The Barnes family is in trouble. Dickie’s once-lucrative car business is going under―but rather than face the music, he’s spending his days in the woods, building an apocalypse-proof bunker with a renegade handyman. His wife Imelda is selling off her jewelry on eBay, while their teenage daughter Cass, formerly top of her class, seems determined to binge-drink her way through her final exams. And twelve-year-old PJ is putting the final touches to his grand plan to run away from home.

Where did it all go wrong? A patch of ice on the tarmac, a casual favor to a charming stranger, a bee caught beneath a bridal veil―can a single moment of bad luck change the direction of a life? And if the story has already been written―is there still time to find a happy ending?

Review: This mammoth hunk of a novel explores a family that is coming undone. Dickie's car business is going under, and he is ignoring the situation entirely. His wife Imelda is filled with rage as she slowly sells off her valuables online, rails at her husband, and ignores her children. Their teenage daughter Cass has taken to binge drinking and desperately seeking to stay in the good graces of her capricious best friend. And their son PJ is overlooked by everyone in the family and suffering the family breakdown in silence. 

The structure of this book functioned so well. It is presented in alternating sections, each from the perspective of a different family member. Murray does an excellent job of placing the reader fully in the head of each character, each of which has own their biases, opinions, and secrets that they're keeping from the others. After the first four long sections, the alternating chapters get shorter and shorter and function as staccato-like beats, pushing the novel relentlessly on to its conclusion.  

It has always seemed to me that novels are either about the way humans connect or the way they fail to. This one falls very much in the second category. Everyone in this novel is misunderstood and isolated from the others. None of them confide in the other. This is not a happy, close family. As the novel unfolds, we learn more about the history, particularly the history of how Imelda and Dickie ended up together, and much of the unease in the family begins to make sense. 

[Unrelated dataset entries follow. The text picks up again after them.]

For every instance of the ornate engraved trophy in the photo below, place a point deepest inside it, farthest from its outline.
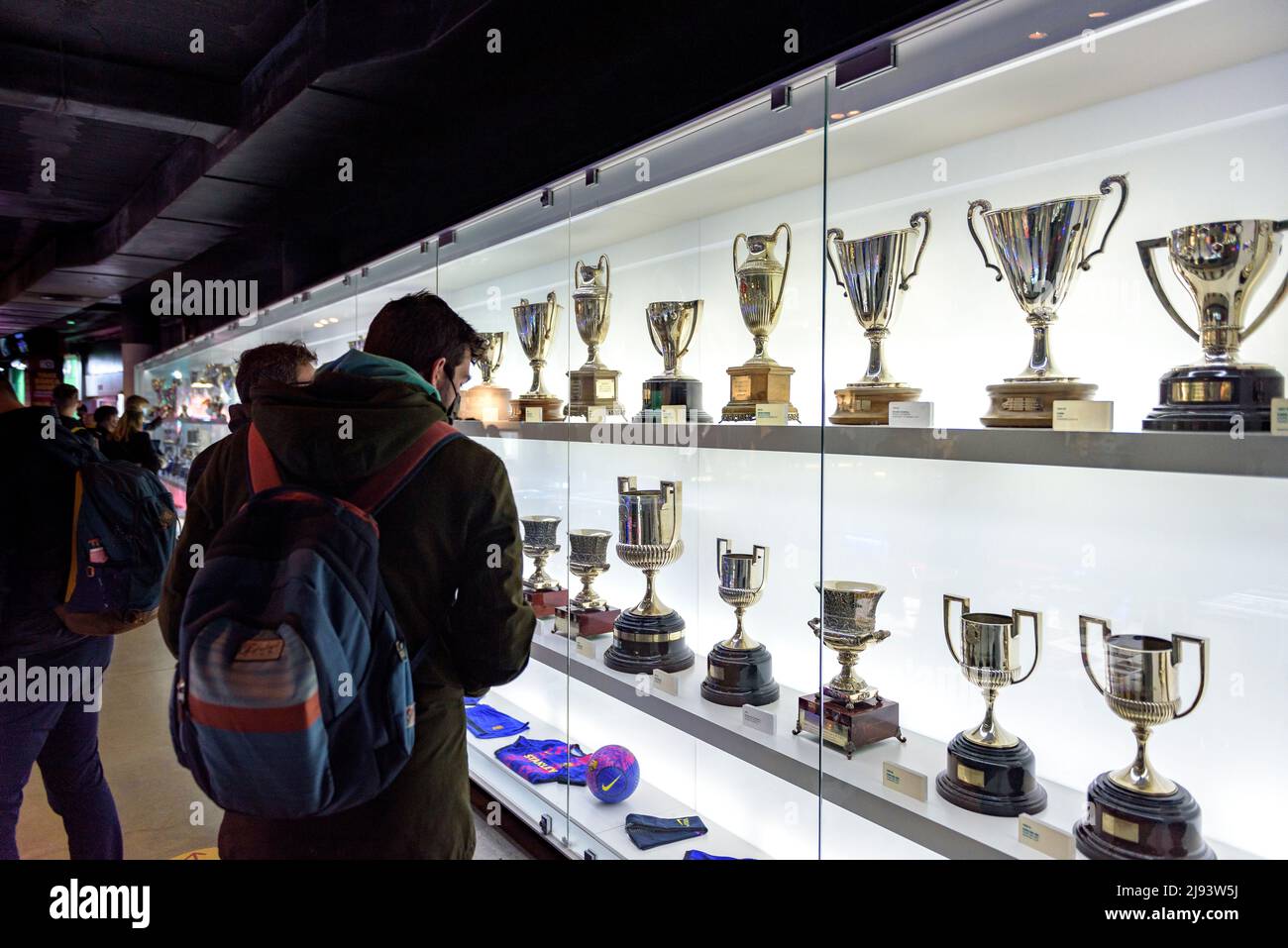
(761, 279)
(1041, 248)
(648, 635)
(1220, 264)
(739, 670)
(487, 402)
(588, 559)
(541, 540)
(990, 769)
(593, 384)
(536, 325)
(671, 326)
(1136, 813)
(849, 712)
(874, 270)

This had some really lovely turns of phrase. Such as when Cass describes her best friend Elaine, who she sees as the epitome of grace and style, by saying, "Even when she was clipping her toenails, she looked like she was eating a peach" (4).  Or when PJ remembers going into his parents' room at night as a child by saying, "They seemed so much larger in sleep, bloated out in their bed like great slumbering sea beasts, walruses or whales. You could just tuck yourself in under a fin, and it felt like the world and its monsters had disappeared" (125). Murray also did a wonderful job writing from the perspective of teenagers and getting in their particular headspace and worries, which of course differ greatly from adults. This felt very realistic to me. 

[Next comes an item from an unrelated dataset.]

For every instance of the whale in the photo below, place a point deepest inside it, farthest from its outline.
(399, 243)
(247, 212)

Now, on to the downsides. This was way too long. Way too long! There was no need for this to be well over 600 pages long. Some of the characters the family interacts with just felt a bit too larger than life for me as well. Virtually all four of the main characters have these dark, intense interactions with others - abuse, blackmail, attempted abduction. The villains of the plot felt larger than life. And there is such a sinister underbelly to all of this! Sex and sexual desire are painted as dark and dangerous over and over in this book, with dangerous consequences. 

And the ending! The ending of this book made me so mad! It concludes ambiguously but implying that something very dark and tragic is about to occur. I was so angry to read so many hundreds of pages and have it end that way!